I don't know if anyone has mentioned it but I like the new penny shrimp!!oke


----------



## Justin (May 6, 2009)

new penny and natural 3" shrimp. I've also had luck with gulp's 8" natural eels for ling. Its a hell of alot cheaper than live eels, they're at 3.50 a piece.


----------



## southern approach (Oct 3, 2007)

i have been catching a lot more fish w/ the 5 inch jerk baits rigged weedless in saphire blue.


----------



## Cornflake789 (Oct 10, 2008)

Nuclear chicken jerkshads and 3 inch new penny shrimp


----------



## nb&twil (Oct 2, 2007)

> *southern approach (5/28/2009)*i have been catching a lot more fish w/ the 5 inch jerk baits rigged weedless in saphire blue.

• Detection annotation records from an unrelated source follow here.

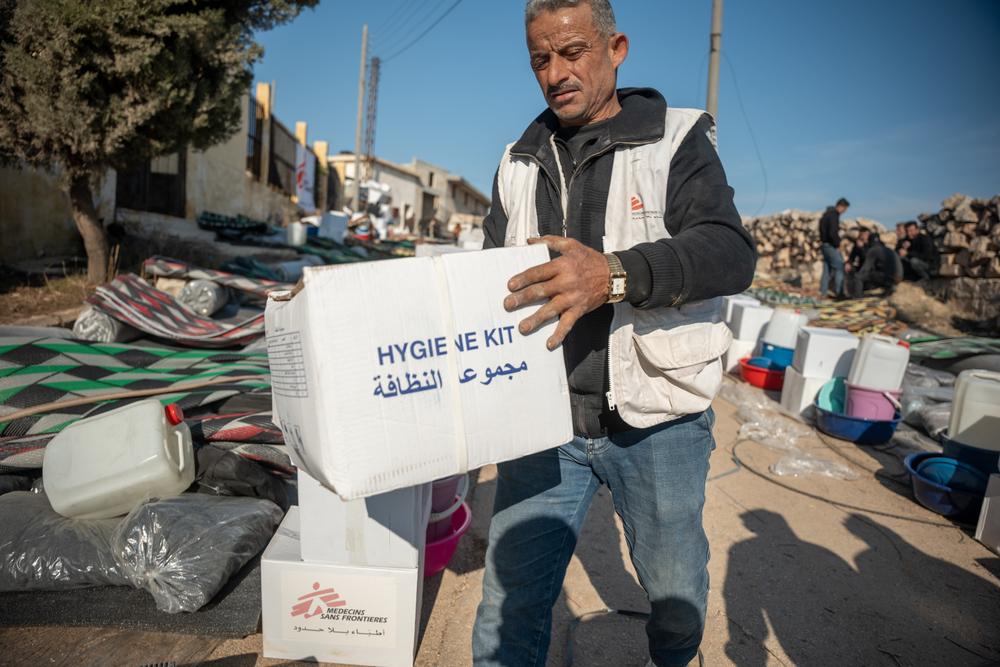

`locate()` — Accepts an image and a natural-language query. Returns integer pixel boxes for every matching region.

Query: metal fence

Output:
[247,95,264,180]
[267,117,297,196]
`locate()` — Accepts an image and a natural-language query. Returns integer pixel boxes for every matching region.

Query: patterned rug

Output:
[87,273,264,348]
[0,338,277,470]
[142,255,294,299]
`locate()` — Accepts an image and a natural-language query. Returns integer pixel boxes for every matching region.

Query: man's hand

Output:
[503,236,611,350]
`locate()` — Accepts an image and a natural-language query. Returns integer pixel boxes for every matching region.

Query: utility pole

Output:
[354,23,368,213]
[706,0,722,118]
[365,57,382,178]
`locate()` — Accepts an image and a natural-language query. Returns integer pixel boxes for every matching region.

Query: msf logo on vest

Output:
[630,195,663,222]
[291,581,347,618]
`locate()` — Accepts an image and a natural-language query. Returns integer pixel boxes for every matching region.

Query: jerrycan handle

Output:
[163,403,187,472]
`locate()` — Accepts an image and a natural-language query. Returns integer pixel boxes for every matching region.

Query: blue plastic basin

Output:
[747,357,787,371]
[814,378,902,445]
[761,343,795,371]
[941,435,1000,475]
[903,452,986,519]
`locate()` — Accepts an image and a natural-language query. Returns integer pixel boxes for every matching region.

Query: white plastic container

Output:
[781,366,828,417]
[722,339,757,373]
[792,327,861,380]
[722,294,760,324]
[298,470,431,567]
[763,308,809,349]
[729,302,774,343]
[42,400,194,519]
[285,222,308,246]
[948,370,1000,451]
[847,334,910,391]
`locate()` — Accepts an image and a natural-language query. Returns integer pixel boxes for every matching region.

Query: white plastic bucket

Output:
[762,308,809,349]
[847,334,910,391]
[948,370,1000,452]
[285,222,308,246]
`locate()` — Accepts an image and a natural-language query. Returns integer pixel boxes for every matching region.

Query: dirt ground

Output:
[0,276,92,325]
[9,384,1000,667]
[889,282,964,336]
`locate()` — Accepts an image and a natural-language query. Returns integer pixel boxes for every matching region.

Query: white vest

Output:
[497,104,732,428]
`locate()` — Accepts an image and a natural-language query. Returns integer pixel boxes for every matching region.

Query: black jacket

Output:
[483,88,755,437]
[906,232,935,264]
[819,206,840,248]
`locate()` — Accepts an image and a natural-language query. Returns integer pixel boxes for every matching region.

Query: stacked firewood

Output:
[743,209,894,284]
[918,194,1000,278]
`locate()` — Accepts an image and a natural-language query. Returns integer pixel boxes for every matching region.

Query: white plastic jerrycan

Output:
[42,400,194,519]
[948,370,1000,452]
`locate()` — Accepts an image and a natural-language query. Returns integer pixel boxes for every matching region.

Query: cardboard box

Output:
[722,339,757,373]
[260,507,423,667]
[976,475,1000,554]
[265,245,573,499]
[781,366,829,417]
[298,470,431,567]
[792,327,861,380]
[729,302,774,343]
[414,243,474,257]
[722,294,760,324]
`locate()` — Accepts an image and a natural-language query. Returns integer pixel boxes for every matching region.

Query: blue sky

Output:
[255,0,1000,224]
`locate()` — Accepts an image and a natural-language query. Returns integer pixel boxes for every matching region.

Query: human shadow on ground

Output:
[723,511,1000,667]
[452,454,690,667]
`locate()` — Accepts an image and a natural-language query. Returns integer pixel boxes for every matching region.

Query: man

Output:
[819,197,851,297]
[473,0,754,667]
[899,220,938,280]
[844,227,872,273]
[895,222,909,253]
[847,232,903,296]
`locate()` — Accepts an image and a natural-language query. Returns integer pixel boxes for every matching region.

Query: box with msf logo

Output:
[297,470,432,567]
[260,507,422,667]
[265,245,573,500]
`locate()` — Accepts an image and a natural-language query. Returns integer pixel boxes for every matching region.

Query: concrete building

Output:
[327,152,423,230]
[0,84,335,263]
[328,151,490,234]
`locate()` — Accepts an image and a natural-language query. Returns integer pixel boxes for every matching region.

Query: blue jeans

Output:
[472,409,715,667]
[819,243,844,296]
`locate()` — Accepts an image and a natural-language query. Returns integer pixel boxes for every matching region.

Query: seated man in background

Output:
[845,235,903,297]
[899,220,937,281]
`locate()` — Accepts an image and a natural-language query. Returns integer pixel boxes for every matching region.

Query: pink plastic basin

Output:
[847,382,903,421]
[424,503,472,578]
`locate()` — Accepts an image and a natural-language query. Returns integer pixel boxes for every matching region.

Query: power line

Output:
[378,0,447,53]
[372,0,419,33]
[722,53,768,216]
[375,2,426,51]
[382,0,462,63]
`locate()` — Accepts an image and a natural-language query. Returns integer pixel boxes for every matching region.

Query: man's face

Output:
[527,3,628,126]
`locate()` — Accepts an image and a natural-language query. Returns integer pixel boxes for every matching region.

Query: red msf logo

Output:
[292,581,347,618]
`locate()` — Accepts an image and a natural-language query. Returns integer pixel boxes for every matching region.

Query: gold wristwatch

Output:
[604,252,628,303]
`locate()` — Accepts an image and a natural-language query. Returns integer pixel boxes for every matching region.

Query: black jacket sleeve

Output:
[819,208,840,248]
[618,115,756,308]
[483,169,507,250]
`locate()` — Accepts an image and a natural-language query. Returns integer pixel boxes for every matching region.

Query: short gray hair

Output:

that's a good combo right there. use that same rig with the chartruese pepper neon jerk bait and i bet you'll love it too.


----------



## cheeseman3 (Jun 2, 2009)

pearl white jerk shad and 3" new penny shrimp


----------



## Flathead (Oct 8, 2007)

nuclear chicken and new penny 3"shrimp


----------



## martinsconstruction (May 27, 2009)

nuclear chicken


----------